Table 7. Performance of meta-predictors using preprocess-I transformation under multi-fold cross validation and in independent dataset.
Predictor | Dataset | SENS | SPEC | ACC | MCC |
---|---|---|---|---|---|
Meta-I-4S | D163* | 93.3 ± 2.8% | 98.8 ± 1.6% | 96.1 ± 2.2% | 0.92 ± 0.04 |
D1679** | 88.1 ± 2.4% | 92.9 ± 0.1% | 89.5 ± 1.7% | 0.76 ± 0.03 | |
Meta-I-5L | D1679* | 79.4 ± 4.4% | 94.0 ± 1.3% | 86.6 ± 1.6% | 0.74 ± 0.03 |
D163** | 98.9 ± 0.4% | 93.2 ± 3.3% | 96.0 ± 1.4% | 0.92 ± 0.03 |
(*) Meta-I-4S is composed of four individual predictors: MiPred, miReNA, MiRPara, and ProMiR. The predictor was optimized in the D163 dataset using three-fold cross validation; Meta-I-5L is composed of five individual predictors: MiPred, miReNA, MiRPara, ProMiR, and TripSVM. It was trained in the D1679 dataset using five-fold cross validation.

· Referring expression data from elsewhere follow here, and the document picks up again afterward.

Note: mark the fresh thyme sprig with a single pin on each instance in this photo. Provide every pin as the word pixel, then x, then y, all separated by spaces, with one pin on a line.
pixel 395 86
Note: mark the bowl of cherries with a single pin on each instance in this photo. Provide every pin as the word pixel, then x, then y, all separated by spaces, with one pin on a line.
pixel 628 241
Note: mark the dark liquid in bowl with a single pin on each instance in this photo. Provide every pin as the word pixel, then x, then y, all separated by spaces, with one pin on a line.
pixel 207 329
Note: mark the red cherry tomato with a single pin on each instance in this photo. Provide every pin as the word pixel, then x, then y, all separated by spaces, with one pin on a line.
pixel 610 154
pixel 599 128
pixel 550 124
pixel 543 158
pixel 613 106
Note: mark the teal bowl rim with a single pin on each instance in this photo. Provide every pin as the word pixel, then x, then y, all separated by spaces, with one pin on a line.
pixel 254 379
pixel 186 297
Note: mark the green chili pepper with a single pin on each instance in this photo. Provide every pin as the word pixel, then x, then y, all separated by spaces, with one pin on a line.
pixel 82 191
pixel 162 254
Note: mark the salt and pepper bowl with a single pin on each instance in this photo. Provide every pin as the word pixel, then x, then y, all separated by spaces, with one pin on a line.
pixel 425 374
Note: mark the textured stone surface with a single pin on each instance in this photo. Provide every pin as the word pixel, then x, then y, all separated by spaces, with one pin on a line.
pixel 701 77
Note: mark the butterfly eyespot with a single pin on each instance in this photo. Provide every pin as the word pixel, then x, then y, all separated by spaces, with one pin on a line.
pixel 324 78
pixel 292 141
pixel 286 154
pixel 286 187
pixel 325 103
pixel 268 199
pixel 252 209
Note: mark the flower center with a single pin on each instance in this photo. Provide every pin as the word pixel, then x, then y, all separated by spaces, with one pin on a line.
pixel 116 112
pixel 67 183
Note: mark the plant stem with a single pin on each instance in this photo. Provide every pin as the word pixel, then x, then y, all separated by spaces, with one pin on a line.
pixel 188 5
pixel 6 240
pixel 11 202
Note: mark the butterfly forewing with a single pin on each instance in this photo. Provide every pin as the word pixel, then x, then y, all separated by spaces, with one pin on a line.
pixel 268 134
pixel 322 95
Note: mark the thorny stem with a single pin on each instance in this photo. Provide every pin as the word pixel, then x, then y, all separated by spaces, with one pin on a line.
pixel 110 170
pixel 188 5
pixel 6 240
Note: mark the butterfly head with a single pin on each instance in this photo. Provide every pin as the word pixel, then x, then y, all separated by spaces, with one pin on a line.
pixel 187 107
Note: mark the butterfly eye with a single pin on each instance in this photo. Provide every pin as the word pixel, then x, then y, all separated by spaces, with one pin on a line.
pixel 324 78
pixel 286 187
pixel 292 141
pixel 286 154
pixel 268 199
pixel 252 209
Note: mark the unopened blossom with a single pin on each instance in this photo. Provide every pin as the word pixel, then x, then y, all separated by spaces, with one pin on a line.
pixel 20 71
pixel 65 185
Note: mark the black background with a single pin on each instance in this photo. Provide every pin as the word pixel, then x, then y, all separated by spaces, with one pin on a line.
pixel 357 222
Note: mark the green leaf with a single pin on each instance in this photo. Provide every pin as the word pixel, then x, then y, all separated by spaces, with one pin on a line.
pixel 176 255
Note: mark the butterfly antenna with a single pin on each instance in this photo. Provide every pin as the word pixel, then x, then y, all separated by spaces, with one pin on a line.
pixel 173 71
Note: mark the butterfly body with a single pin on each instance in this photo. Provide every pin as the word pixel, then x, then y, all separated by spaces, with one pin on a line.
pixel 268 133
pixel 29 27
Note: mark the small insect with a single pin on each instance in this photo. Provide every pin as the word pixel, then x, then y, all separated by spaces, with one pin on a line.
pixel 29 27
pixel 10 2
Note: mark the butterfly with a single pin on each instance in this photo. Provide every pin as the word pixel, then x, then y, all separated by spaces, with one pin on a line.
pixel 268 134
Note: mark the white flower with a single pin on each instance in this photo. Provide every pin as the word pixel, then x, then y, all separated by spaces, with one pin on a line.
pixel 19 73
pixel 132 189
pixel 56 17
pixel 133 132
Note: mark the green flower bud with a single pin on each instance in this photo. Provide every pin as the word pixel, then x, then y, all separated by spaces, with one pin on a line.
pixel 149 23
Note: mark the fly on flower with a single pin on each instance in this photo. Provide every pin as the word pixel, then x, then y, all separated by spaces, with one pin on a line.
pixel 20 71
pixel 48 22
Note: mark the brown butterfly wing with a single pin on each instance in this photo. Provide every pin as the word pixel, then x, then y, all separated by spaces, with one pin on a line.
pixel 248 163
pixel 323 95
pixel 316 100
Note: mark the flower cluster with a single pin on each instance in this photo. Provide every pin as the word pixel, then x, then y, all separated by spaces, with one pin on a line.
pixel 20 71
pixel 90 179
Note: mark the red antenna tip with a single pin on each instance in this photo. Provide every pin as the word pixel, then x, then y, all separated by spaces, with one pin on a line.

(**) The performance of these two predictors in independent dataset, which was D1679 for Meta-I-4S and D163 for Meta-I-5L, was averaged over three- or five-iterations of prediction that correspond to three- or five-fold cross validation. Errors were standard errors calculated from either three- or five-iterations of prediction.